Gardeners in some less stalwart communities may have an aversion to growing rhubarb because it's actually poisonous. Well, the leaves are considered poisonous, in that they have a high oxalic acid content. It's the crisp, red celery-like stalks that are eaten raw, stewed, baked into pies and muffins, canned in jam and jelly, and just about anywhere else you can throw it if you happen to be a rhubarb fan. Cut each stalk near its base, being careful not to cut into other adjacent stalks. Cut away the leaf at the end of the stalk, and either let it lie to help mulch in your rhubarb plant, or throw it in the compost pile. When the white fluffy flowers appear in early June, on stalks that will soon reach 6 feet high, I cut off the first few flowers to try to delay the end of the season. The common wisdom is that once those flowers escape you, usually by mid- to late- July, the stalks go bitter and should not be cut.

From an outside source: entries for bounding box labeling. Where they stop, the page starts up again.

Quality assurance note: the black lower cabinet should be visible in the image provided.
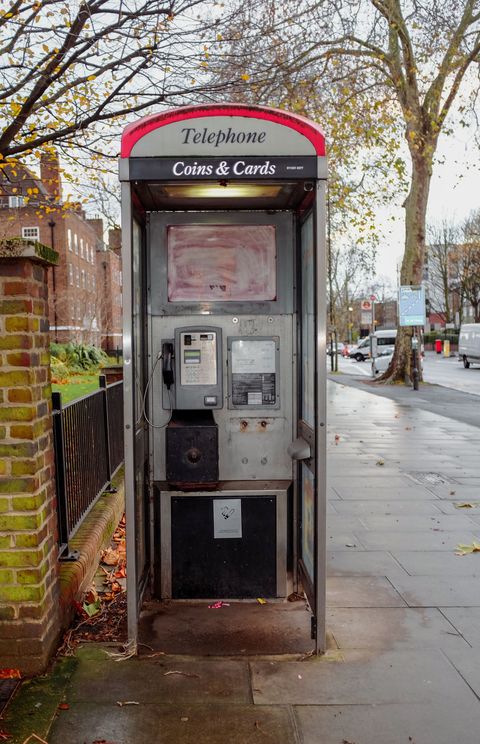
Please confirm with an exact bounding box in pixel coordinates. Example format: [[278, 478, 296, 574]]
[[171, 496, 277, 599]]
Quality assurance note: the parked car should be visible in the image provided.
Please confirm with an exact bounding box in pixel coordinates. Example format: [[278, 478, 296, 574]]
[[458, 323, 480, 369], [372, 351, 393, 375], [348, 336, 370, 362]]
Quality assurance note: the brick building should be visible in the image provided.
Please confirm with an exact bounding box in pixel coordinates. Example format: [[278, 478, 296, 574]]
[[0, 154, 121, 349]]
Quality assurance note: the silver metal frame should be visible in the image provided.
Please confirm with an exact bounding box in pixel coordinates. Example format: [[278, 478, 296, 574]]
[[121, 183, 139, 644], [227, 336, 280, 411], [312, 181, 327, 653], [159, 481, 290, 599]]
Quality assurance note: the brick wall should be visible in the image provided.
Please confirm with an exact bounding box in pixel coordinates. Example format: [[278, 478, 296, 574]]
[[0, 251, 60, 675]]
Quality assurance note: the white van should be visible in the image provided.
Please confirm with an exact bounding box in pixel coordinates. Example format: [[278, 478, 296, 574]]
[[349, 328, 397, 362], [458, 323, 480, 369]]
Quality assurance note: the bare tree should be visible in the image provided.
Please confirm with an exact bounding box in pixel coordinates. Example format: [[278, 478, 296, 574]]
[[215, 0, 480, 381], [0, 0, 227, 161]]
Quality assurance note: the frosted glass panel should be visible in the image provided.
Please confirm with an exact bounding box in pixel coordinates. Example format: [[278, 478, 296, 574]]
[[167, 225, 277, 302]]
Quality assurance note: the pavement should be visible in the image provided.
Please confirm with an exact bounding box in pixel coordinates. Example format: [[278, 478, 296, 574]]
[[0, 376, 480, 744]]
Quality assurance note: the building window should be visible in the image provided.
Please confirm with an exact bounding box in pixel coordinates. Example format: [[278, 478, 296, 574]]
[[22, 227, 40, 240], [8, 196, 24, 207]]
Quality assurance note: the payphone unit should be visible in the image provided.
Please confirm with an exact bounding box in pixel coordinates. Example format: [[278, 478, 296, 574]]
[[120, 104, 326, 646]]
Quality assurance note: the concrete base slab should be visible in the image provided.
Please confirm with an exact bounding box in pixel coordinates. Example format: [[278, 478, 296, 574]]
[[139, 600, 313, 656], [49, 700, 299, 744], [295, 701, 480, 744]]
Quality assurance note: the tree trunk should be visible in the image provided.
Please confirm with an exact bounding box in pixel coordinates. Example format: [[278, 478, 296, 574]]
[[377, 152, 432, 385]]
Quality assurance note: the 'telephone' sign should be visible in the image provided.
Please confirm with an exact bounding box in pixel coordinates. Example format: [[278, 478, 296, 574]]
[[172, 160, 276, 178]]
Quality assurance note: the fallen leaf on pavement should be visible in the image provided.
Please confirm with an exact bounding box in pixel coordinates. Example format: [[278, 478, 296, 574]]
[[0, 669, 22, 679], [102, 548, 120, 566], [455, 541, 480, 555], [117, 700, 140, 707]]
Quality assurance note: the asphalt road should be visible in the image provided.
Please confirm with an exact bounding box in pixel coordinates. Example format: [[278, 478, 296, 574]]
[[327, 352, 480, 428], [336, 351, 480, 395]]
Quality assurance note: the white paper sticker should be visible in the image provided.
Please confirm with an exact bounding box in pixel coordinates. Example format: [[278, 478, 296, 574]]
[[213, 499, 242, 538], [232, 339, 276, 374]]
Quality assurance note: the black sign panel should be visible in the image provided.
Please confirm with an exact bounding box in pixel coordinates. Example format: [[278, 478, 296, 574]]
[[129, 156, 317, 181]]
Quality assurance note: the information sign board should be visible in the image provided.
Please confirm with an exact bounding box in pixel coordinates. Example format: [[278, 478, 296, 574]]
[[398, 286, 425, 326]]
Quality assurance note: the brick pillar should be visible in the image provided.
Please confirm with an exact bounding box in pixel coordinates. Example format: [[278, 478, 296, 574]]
[[0, 240, 60, 675]]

I'm rather crazy about rhubarb. I love its appearance, and grow it in the front flower bed as an edible ornamental. My favorite way to eat it is raw, with a light sprinkle of sea salt. On larger stalks, I peel off the stringy skin, but on smaller stalks I just eat that too. The sharp tang of the rhubarb stalk with the bite of salt is like a real-life version of those horrific sour gummy candy things that kids adore, except without the artificial neon color and chemical ingredients. Granted, this is not for the faint of heart or those with an aversion to aggressively-flavored foods.

For the gentler spirits, Victoria sauce is rhubarb, chopped and stewed with brown sugar, with optional raisins and honey, cooked until it is just the right texture to pour over ice cream, pudding or angel food cake. Rhubarb also subs in well for tart apples in pie and crisp recipes.

A local favorite in my neck of the woods is Rhubarb Punch. Rhubarb Punch has been something to look forward to every year at our January pot luck supper at my local spinning guild, courtesy of fellow guild member Christine Rising Turner. I've finally asked her for her recipe, which she's generously shared:

Rhubarb Punch

When rhubarb is in season, cut 1.5 pounds of stalks--about 6 to 8 1" wide stalks, 18" long. Cut these into 4-6" pieces and stick them straight in the freezer.

To make rhubarb juice, remove a bag of the stalks from the freezer, empty the contents of the bag into a saucepan and add 1 quart of water. 2/3 cup sugar, and a pinch of salt. Heat on medium until the rhubarb has stewed down to mush. Strain the juice through a fine sieve or cheesecloth to remove the stringy bits.

To turn one batch of juice into punch, add a 1/2 cup orange juice, 2T lemon juice, another pinch of salt, and 1 1-liter bottle of seltzer or ginger ale.

Fresh lemon slices make it even more festive, or during strawberry season, mash some strawberries with a sprinkle of sugar and pack it into ice cube trays and freeze it, then remove the cubes and store them in the freezer in a Zip-lock bag. Throw a handful of these into your rhubarb punch around New Year's as a reminder that you're half way back to rhubarb season once again.